中団やや前で脚を溜め、直線で鋭く抜け出したその走りは、数字以上に内容の濃い一戦。人気馬が力を見せつつも、展開と立ち回りが明暗を分けた好レースを、各馬の走りとともに詳しく振り返っていく。

レース結果 JRA

レース全体の流れ|平均ペースから瞬発力勝負へ

スタート直後からハナを切ったのはピースワンデュック。無理に飛ばすことなく、淡々としたペースでレースを引っ張った。
前半1000mは60秒台前半と平均的。極端なスローペースでもハイペースでもなく、各馬にチャンスが残る流れとなった。

向正面から3コーナーにかけて隊列は大きく変わらず、先行勢が有利に見える展開。しかし4コーナー手前から中団・後方勢が一気に進出し、直線は完全な横一線の叩き合いへ。

上がり3ハロンは34秒台前半が並び、まさに「最後の一完歩」が勝敗を分けた一戦だった。

1着:カラマティアノス(牡4)|冷静な立ち回りが生んだ完勝

7番人気という評価を覆し、見事に勝利を掴んだのがカラマティアノス
道中は4→4→3→2番手と、理想的なポジションを確保。前を射程圏に入れながら、決して早仕掛けせず、津村明秀騎手の冷静な判断が光った。

直線では一瞬進路が狭くなる場面もあったが、怯むことなく馬群を割って伸び、最後はハナ差で先頭に立った。
上がりは34.4秒。数字以上に反応の良さと持続力が際立っていた。

父レイデオロ×母ダンサールという血統背景からも、今後さらにクラスが上がっていく可能性は十分。
今回の勝利はフロックではなく、「本格化」を感じさせる内容だった。

2着:アンゴラブラック(牝5)|1番人気の貫禄は十分

1番人気に支持されたアンゴラブラックは、勝ち馬と全く同じタイムの2着。
道中は中団やや後ろ、5→6→7→5番手と、やや外を回る形になったが、それでも直線では鋭く脚を伸ばした。

上がり3ハロンは34.1秒とメンバー中でも優秀。
最後の最後でクビ差届かなかったものの、能力の高さは十分に証明した一戦だった。

+10kgと馬体増の影響も感じさせず、むしろ成長分と捉えられる内容。
展開ひとつで結果が入れ替わっても不思議ではなく、今後も安定して上位争いに加わってくる存在だ。

3着:グランディア(せん7)|後方一気の豪脚炸裂

3着に食い込んだのは、7歳のベテラングランディア
道中は8→9→9→9番手と後方待機策を選択。直線勝負に懸ける競馬だった。

その判断は正解で、直線ではメンバー最速級となる上がり34.0秒をマーク。
外から一気に追い込んできて、ゴール前では勝ち負けに加わる勢いだった。

年齢を感じさせない切れ味は健在で、展開がハマれば重賞でも通用する力を改めて示した形。
差し・追い込みが決まる流れでは、今後も要注意の一頭だ。

4着以下の注目馬たち|惜敗も見どころ十分

カネラフィーナ(4着)

2番人気に支持された牝4。後方からの競馬になり、直線ではしっかり脚を使ったものの、わずかに届かず。
位置取りの差が結果に直結した印象で、内容自体は悪くない。

ピースワンデュック(5着)

果敢にハナを奪い、最後まで粘り込みを図った。
直線半ばまで見せ場十分で、展開次第では馬券圏内も可能だった。

リカンカブール・リフレーミング

ともに差のない競馬。
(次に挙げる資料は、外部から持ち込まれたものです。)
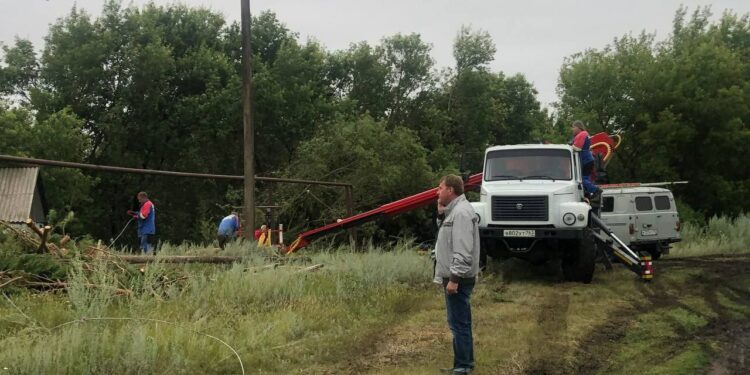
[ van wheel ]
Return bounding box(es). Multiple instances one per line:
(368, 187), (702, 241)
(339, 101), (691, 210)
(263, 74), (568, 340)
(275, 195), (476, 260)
(648, 245), (661, 260)
(562, 228), (596, 284)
年齢的なハンデはあるものの、展開に左右されるタイプとして、条件が揃えば再浮上も。

レース総括|展開・位置取りがすべてを分けた一戦

1着から3着までが同タイムという結果が示す通り、能力差はほとんどなかった
勝敗を分けたのは、

  • 無理のないポジション取り
  • 仕掛けのタイミング
  • 直線での進路取り

この3点だったと言える。

カラマティアノスはそのすべてを高水準でクリアし、見事に勝利。
一方でアンゴラブラック、グランディアも決して負けておらず、次走以降での巻き返しは十分に可能だ。

非常に見応えのある一戦で、今後の路線を占う意味でも重要なレースとなった。


次走、これらの馬たちがどの舞台へ向かうのか。
そして再び相まみえる時、結果はどう変わるのか。
競馬の奥深さを改めて感じさせてくれる、名勝負だった。